The PD Annual Report 2006
‘An exotic is a species that does not occur naturally in our country. An invasive exotic is a non-native species that can settle here through rapid spread and has a negative effect on the biodiversity. An exotic can suppress or infect other indigenous species. Some exotics have been imported into the Netherlands as biological pest control agents. The PD carried out two surveys in 2006 on biological pest control agents in the environment. […] The survey showed that the American whitefly predatory bug Dicyphus Hesperus, used in indoor aubergine cultivation, escapes from greenhouses, meaning an increased risk to biodiversity. Other exotic species have been imported as water plants for aquariums, an example of an invasive plant being Cabomba caroliniana. The dyke and polder board for the Amstel and Vecht rivers has been fighting this invasive plant in the Loosdrechtse plassen as it is threatening a botanical reserve.’

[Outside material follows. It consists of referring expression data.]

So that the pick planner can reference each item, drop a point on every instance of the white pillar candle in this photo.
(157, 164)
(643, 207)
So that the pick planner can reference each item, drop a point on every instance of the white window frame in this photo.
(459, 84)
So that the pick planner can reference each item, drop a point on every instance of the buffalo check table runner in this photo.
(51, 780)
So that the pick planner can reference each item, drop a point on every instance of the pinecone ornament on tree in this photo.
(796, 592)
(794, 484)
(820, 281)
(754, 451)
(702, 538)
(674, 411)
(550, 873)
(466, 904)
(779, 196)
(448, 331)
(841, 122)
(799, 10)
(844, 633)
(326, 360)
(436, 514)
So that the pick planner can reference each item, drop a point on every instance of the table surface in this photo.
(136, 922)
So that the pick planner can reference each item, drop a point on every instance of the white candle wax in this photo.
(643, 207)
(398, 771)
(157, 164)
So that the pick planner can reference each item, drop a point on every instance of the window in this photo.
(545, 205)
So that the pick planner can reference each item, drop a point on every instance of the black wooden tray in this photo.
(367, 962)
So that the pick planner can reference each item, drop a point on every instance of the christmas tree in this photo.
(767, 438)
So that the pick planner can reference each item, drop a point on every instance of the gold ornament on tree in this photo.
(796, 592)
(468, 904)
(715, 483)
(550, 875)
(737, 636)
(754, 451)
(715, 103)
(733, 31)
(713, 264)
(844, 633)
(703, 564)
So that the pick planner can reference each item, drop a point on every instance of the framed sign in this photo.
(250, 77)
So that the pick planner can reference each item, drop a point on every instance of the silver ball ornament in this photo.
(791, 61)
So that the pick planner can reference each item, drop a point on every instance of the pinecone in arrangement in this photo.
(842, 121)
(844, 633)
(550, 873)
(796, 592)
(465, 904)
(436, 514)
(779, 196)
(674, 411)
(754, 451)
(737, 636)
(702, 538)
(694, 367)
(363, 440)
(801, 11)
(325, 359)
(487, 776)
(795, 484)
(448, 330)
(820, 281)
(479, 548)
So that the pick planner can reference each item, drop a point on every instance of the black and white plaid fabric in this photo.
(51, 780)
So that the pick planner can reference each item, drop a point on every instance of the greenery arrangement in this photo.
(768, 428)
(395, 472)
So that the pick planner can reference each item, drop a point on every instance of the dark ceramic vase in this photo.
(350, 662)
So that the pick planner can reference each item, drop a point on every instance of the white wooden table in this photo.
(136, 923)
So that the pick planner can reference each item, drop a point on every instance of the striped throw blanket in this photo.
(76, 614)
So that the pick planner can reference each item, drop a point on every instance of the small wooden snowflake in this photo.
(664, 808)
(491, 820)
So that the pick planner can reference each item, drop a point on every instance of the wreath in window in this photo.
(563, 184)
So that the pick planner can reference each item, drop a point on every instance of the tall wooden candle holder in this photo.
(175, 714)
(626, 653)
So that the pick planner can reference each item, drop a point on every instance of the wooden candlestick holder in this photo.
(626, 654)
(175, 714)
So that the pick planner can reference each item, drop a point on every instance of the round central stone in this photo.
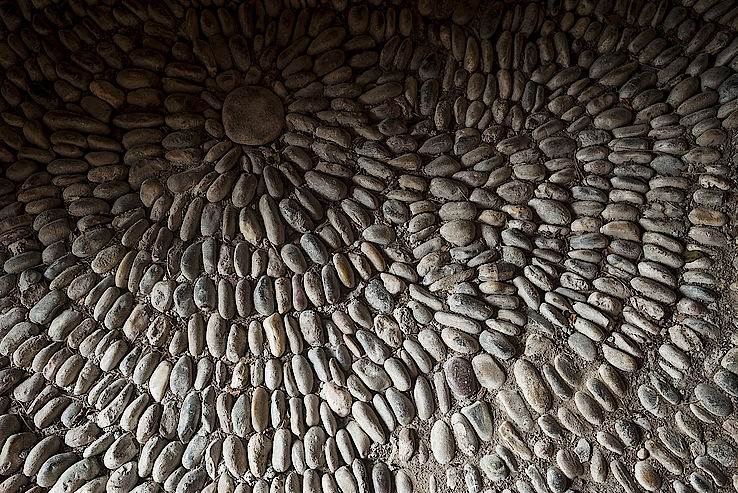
(252, 115)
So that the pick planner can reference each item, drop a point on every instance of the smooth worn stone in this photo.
(252, 115)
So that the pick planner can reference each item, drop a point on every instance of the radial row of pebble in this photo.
(491, 248)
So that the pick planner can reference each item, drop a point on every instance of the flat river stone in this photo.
(252, 115)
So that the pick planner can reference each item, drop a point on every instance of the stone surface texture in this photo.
(301, 246)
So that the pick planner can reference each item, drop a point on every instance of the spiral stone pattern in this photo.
(303, 246)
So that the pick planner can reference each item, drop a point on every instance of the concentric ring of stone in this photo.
(252, 115)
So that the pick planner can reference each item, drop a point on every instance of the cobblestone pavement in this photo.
(300, 246)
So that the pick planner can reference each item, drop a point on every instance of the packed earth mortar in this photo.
(309, 246)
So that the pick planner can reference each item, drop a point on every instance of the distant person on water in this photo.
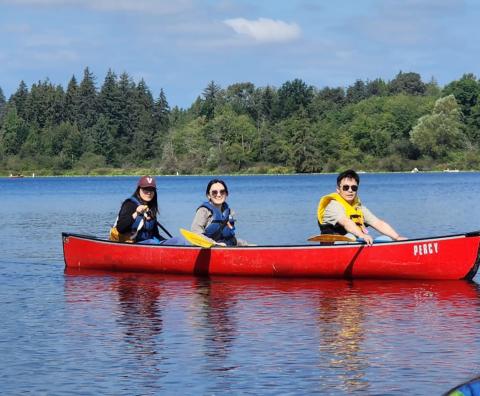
(214, 218)
(342, 212)
(137, 219)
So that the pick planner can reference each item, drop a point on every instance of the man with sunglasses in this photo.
(343, 213)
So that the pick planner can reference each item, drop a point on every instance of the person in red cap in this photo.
(137, 219)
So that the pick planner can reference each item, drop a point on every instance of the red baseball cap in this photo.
(147, 181)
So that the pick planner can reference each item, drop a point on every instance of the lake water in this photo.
(140, 334)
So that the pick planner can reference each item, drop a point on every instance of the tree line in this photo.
(120, 126)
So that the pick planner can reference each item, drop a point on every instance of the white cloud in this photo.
(265, 30)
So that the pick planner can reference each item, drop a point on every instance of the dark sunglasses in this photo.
(217, 192)
(347, 187)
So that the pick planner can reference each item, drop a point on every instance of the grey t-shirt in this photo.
(334, 211)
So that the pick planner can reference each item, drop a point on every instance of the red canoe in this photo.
(446, 257)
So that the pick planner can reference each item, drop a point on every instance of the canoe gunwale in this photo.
(473, 271)
(66, 235)
(458, 258)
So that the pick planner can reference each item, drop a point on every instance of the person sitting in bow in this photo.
(137, 218)
(342, 213)
(214, 218)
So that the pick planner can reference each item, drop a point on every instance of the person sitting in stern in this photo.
(342, 213)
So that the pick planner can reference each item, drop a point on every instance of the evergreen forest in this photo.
(121, 127)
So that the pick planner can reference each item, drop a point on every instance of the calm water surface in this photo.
(124, 334)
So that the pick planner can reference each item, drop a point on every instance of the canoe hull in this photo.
(442, 258)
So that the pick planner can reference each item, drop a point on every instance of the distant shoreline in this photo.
(30, 175)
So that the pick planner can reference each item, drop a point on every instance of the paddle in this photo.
(196, 239)
(330, 238)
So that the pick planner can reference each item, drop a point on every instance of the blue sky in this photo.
(181, 45)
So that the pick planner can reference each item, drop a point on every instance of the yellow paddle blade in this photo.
(196, 239)
(330, 238)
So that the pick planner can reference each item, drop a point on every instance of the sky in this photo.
(181, 45)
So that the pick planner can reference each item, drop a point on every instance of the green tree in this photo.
(19, 99)
(376, 87)
(102, 138)
(293, 96)
(356, 92)
(13, 132)
(161, 112)
(72, 101)
(212, 97)
(466, 92)
(3, 105)
(440, 132)
(407, 83)
(109, 98)
(87, 101)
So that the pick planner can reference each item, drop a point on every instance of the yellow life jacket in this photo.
(353, 212)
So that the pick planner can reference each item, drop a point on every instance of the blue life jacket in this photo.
(148, 229)
(218, 229)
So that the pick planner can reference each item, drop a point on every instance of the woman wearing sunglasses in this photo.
(214, 218)
(137, 219)
(343, 213)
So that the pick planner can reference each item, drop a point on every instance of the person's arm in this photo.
(335, 214)
(386, 229)
(380, 225)
(201, 221)
(352, 228)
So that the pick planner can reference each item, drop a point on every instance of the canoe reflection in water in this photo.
(334, 335)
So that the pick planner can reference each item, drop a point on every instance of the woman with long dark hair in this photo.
(214, 218)
(137, 219)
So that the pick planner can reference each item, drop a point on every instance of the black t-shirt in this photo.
(125, 219)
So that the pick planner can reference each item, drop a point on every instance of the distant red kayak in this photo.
(448, 257)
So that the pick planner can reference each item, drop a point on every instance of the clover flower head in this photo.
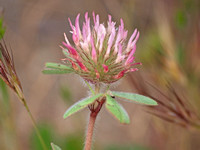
(100, 53)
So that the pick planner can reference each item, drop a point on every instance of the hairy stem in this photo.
(90, 131)
(95, 109)
(34, 125)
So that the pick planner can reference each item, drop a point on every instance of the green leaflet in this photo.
(57, 71)
(2, 29)
(132, 97)
(55, 147)
(55, 68)
(117, 110)
(80, 105)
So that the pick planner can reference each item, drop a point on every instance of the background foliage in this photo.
(168, 48)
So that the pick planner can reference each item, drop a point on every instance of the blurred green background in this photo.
(168, 47)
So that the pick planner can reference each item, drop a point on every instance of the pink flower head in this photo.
(100, 53)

Professor Marten Scheffer, chair of Aquatic Ecology and Water Quality Management
‘We seriously believe that on a world scale we are losing species at a rate comparable with that of the time of mass extinctions long ago. Is that bad? There are different opinions. The planet will survive, but it’s quite possible that we are losing species that are valuable to humanity. Invasions contribute to the loss of biodiversity and humans are doing a lot to encourage biological invasions. By linking the River Rhine to the Danube we now have all sorts of species in the Rhine that weren’t there originally. As a result of pollution in the seventies, 95 percent of the indigenous species in the Rhine had disappeared. Now that the Rhine is cleaner again you can see that invasive exotics take over more easily than if they had had to fight against all sorts of indigenous species.’

Leen Moraal, insect, tree and forest researcher at Alterra
‘Are exotics a threat? Depends on to what or who. In some cases we are talking about public health risks; there can be a shift in biodiversity and there is also cosmetic damage. The latest news is that an American gall fly has been found on Acacia trees in the Netherlands. Is that serious? No, not for the trees, and not for humans either. But there are cases where things have got out of hand. In America the Asian emerald ash borer has hit so hard that fifteen million ash trees have died in a short time. You can hardly regard a species like this as enriching the biodiversity. An oak hosts about 450 insect species that in turn provide ample food for birds in spring. But the plane, horse chestnut and acacia are sterile trees in the sense that they provide no food for birds. Many exotics arrive in wood used for packaging, but also in imported plants. It’s impossible to prevent this by restricting imports without damaging the economy.’

Hans Velderman, member of the public
‘I don’t think it’s such a problem that we have invasive exotics here. Originally all parts of the world were linked and plants developed in isolation once the continents drifted apart. If I eat a potato, or grain or maize, then I am aware that I wouldn’t be eating any of these if we had tried to prevent invasive species getting a hold. The same is true for cherries. I’m very happy with these exotics. If we were to fight all exotics, our forests would disappear and agriculture as we know it – with cereals, fruit trees, chickens and turkeys – would cease to exist. Seeds and insects make their way into the country with returning travellers, accidentally or on purpose. This is what has made the Netherlands more diverse, richer and more beautiful.’